Fascism, Sindhunata said, was apparent in the New Order
regime, which put military officials all over the country in
significant posts, such as governors and regents. Fascism is
closely related to racism, he said, which is why the Ambon
tragedy would probably never have occurred without its presence.

"We should be cautious that behind the adiluhung culture of
Java, there is potential for racism and fascism," Sindhunata
concluded. "And the main concern for the reform era is how we de-
Javanize our political culture."

Castles, in fluent Indonesian, came to the defense of the
Javanese.

"All this time, I don't see that the Javanese and the non-
Javanese have become the point of conflict between the two
groups," he said. "I see indigenous and nonindigenous, Chinese
and non-Chinese, Islam versus Christian, Dayak versus Madura,
Sambas versus Madura and so on.

"But where do you find Javanese people getting killed because
they are Javanese, or non-Javanese people killed by Javanese
people because they are non-Javanese?"

Castles acknowledged there was conflict between two political
cultures in the history of Indonesia. "But I think the problem is
becoming less and less, and we are too pessimistic if we say, for
example, federalism is not suitable to the Javanese concept of
power."

He considered Indonesia extraordinarily fortunate compared to
other multiethnic or multicultural nations.

"The ethnic groups that exist in Indonesia, great and small,
are considered equal. This is different from race. This seldom
happened in other countries in the world if we talk about
nationalism."

In many nations, there is a majority group and a marginal,
minority group. He said it included Indonesia, but was irrelevant
to the issue of Java and non-Java. The Javanese people are not
really dominant over the non-Javanese, he argued.

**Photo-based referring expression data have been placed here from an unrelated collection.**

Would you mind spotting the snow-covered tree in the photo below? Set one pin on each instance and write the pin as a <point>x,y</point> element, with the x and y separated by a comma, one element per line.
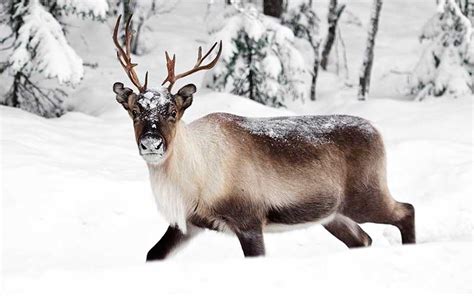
<point>334,13</point>
<point>39,47</point>
<point>446,64</point>
<point>304,22</point>
<point>142,11</point>
<point>368,59</point>
<point>258,59</point>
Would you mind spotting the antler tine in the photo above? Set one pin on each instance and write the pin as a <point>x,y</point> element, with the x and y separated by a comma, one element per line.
<point>170,64</point>
<point>124,55</point>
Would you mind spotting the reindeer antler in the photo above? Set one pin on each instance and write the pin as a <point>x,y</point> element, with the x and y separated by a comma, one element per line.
<point>170,64</point>
<point>124,55</point>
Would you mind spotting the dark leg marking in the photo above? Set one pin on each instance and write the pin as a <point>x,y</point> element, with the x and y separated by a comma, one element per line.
<point>252,242</point>
<point>349,232</point>
<point>406,224</point>
<point>170,240</point>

Castles said it was due to the fact that the national language
did not come from the Javanese. The country's capital is located
in the region of the Betawi people, not in Javanese cultural
centers such as Surakarta or Yogyakarta.

The third speaker, political scholar Arbi Sanit who happens to
come from Minangkabau ethnic (West Sumatra), counter-argued
Castles' disposition. He said that although the Javanese were not
dominant, they held most of the power, and that they chose a
concept of the state that was centralistic and integralistic.

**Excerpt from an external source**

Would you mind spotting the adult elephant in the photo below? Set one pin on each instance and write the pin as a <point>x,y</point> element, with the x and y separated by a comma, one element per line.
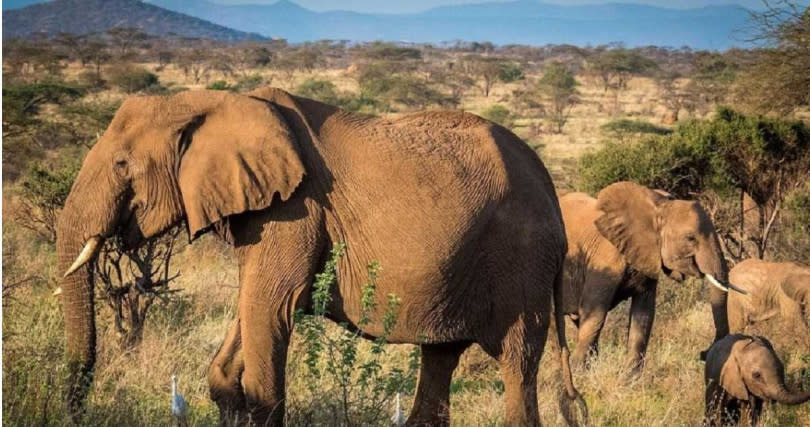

"It's the betrayal of the political structure toward the
social structure."

Sanit complained about the centralized power structure, and
the imbalanced distribution of wealth between Java and the other
regions, resulting in the current waves of protests and struggle
from the provinces.

The speakers took questions from audience members, mostly
speaking in Javanese-accented Indonesian and mainly criticizing
Sindhunata, saying his thesis was nonempirical and preoccupied
with mythology.

"I think the danger of mysticism is really close to the
Javanese culture," said Sindhunata. "We have to be cautious about
this because the whole structure of the Javanese thinking will
compromise our religions and our way of thinking. The debate
then should not only be at the empiric level, but also in the
epistemological, dialectical sense in order to demythologize and
demystify our whole thought."

The speakers agreed on one thing.

"The cure is democracy," said Castles. "As long as there is no
more dictatorship, there will be no more domination of one
group."

"We cannot continue to have a nationalism that is retained on
old mythologies like we were doing in the Old Order and New Order
eras," said Sindhunata. "We must earn nationalism and the
facility for that is none other than democracy."

"We cannot dwell too long on the conflict between Java and
outside Java, it will melt away," said Sanit. "But definitely
there is a mechanism needed for that: democracy. With democracy
there will be room given to the regions outside Java in
accordance with the demands of democracy, so there will be open
competition between the ethnic groups and no more domination."